Libertà di espressione, che confini ha? 2021, occidente, Spagna: il rapper spagnolo Pablo Hasél condannato a 9 mesi di carcere

P. Hasél

Pablo Hasél, nome d’arte del cantante spagnolo Pablo Rivadulla Durò, è conosciuto, oltre che per i suoi testi, per i problemi avuti con la magistratura spagnola. Il rapper, negli ultimi anni, è stato accusato più volte di incitazione al terrorismo , oltraggio alla monarchia spagnola e diffamazione nei confronti delle forze dell’ordine colpevolizzandole di maltrattare migranti e manifestanti. L’arresto definitivo è avvenuto il mese scorso, l’artista è stato condannato a nove mesi di reclusione. Tra i capi di imputazione abbiamo alcuni post su Twitter (circa 60) in cui, ad esempio, definiva gli agenti di polizia “mercenari di merda”. Anche alcuni suoi testi sono finiti nel mirino, come la canzone “Juan Carlos el Bobon” (2016) , che tradotto significa “Juan Carlos il cretino”: il rapper ha spiegato poi il suo intento di denuncia nei confronti del re Juan Carlos I e il governo spagnolo, affermando che avrebbero legami con la dittatura franchista.

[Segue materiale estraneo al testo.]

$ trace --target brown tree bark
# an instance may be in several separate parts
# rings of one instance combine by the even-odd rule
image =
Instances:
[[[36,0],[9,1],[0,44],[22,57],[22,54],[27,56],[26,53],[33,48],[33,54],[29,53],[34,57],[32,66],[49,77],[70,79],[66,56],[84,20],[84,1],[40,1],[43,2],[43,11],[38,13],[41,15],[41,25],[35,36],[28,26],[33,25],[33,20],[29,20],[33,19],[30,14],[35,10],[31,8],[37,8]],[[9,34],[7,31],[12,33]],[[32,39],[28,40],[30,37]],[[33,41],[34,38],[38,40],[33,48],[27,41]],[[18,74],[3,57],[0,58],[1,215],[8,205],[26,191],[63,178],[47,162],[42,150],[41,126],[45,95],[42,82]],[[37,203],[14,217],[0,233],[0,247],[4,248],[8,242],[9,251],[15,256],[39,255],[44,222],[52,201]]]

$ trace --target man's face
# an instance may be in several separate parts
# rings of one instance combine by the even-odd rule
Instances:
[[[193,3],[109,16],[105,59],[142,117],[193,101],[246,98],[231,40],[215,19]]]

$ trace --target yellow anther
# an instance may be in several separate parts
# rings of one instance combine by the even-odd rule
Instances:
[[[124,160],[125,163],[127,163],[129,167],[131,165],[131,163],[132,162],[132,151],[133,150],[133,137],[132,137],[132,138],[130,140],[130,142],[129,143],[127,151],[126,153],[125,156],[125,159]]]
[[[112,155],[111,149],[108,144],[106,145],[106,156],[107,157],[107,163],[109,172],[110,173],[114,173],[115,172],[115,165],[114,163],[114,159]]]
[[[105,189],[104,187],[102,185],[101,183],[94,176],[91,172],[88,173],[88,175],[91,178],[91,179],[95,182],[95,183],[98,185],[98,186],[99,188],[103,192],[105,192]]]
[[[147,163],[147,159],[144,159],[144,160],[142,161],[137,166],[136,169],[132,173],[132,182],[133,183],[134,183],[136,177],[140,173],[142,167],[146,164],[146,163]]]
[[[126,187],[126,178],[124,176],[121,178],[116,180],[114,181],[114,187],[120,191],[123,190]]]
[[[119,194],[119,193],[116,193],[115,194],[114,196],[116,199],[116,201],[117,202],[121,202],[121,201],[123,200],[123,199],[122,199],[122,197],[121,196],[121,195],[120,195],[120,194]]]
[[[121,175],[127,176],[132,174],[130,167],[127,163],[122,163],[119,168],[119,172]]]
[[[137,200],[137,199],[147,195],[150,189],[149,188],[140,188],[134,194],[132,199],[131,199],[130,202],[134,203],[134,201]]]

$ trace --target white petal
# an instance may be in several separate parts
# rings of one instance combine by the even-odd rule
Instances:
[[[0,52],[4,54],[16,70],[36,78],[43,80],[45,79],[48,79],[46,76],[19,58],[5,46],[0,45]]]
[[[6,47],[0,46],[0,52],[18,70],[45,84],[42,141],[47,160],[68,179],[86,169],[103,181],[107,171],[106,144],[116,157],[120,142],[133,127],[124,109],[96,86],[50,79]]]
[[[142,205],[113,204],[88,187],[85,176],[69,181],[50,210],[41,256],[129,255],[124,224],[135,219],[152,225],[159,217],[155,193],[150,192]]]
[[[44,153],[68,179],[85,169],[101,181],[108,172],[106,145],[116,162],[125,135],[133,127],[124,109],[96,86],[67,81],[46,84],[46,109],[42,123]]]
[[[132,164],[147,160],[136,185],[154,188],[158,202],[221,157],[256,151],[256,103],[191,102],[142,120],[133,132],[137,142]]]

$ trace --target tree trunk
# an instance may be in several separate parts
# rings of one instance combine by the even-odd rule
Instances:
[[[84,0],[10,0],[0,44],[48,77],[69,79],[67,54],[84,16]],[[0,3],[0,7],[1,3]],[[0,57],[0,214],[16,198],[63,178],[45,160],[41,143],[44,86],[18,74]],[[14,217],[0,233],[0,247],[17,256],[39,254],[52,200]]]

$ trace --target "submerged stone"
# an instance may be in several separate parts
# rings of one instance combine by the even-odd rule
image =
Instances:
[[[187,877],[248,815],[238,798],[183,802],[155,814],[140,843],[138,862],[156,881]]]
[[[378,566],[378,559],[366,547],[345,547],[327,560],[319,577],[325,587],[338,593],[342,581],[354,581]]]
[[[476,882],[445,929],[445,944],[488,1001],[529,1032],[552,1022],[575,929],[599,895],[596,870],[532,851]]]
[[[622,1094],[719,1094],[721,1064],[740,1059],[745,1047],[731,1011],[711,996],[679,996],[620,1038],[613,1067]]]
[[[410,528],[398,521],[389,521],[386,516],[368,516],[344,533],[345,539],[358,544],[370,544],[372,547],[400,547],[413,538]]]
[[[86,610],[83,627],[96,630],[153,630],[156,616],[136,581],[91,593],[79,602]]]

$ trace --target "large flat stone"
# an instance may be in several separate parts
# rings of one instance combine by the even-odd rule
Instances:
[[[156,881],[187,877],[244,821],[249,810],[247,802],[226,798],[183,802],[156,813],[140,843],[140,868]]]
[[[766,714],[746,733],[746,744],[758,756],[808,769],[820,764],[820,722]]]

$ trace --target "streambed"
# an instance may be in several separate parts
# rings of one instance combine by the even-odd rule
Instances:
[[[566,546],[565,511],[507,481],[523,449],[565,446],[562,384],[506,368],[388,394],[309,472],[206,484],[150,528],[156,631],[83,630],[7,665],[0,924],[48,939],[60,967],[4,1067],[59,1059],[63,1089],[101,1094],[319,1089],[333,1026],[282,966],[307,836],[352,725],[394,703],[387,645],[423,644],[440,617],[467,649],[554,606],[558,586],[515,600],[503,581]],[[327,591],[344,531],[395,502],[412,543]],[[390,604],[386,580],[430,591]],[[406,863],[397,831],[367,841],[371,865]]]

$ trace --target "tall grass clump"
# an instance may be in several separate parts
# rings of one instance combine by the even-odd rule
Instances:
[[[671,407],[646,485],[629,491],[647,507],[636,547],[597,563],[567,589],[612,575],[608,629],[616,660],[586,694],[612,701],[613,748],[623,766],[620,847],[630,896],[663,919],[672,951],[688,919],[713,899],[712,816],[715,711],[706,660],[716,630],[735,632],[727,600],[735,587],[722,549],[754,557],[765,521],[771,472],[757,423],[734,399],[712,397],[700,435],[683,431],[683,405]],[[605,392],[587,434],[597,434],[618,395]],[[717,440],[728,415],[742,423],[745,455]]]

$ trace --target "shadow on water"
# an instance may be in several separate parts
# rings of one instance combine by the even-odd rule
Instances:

Hasél ritiene che l’arresto sia stato un gravissimo attacco alla libertà di espressione e, dichiarando di voler rendere l’arresto il più complesso possibile per la polizia catalana, a febbraio scorso ha occupato l’università di Lleida. “E ora vengano a prendermi” ha detto il cantante dopo essersi barricato nell’edificio insieme ad alcuni attivisti, volendo dare un’eco maggiore all’ingiustizia subita.
Nella stessa mattinata, la polizia ha effettuato definitivamente l’arresto: “Morte allo Stato fascista” ha urlato nella folla l’artista nel momento della cattura, mostrandosi sempre estremamente convinto delle proprie posizioni.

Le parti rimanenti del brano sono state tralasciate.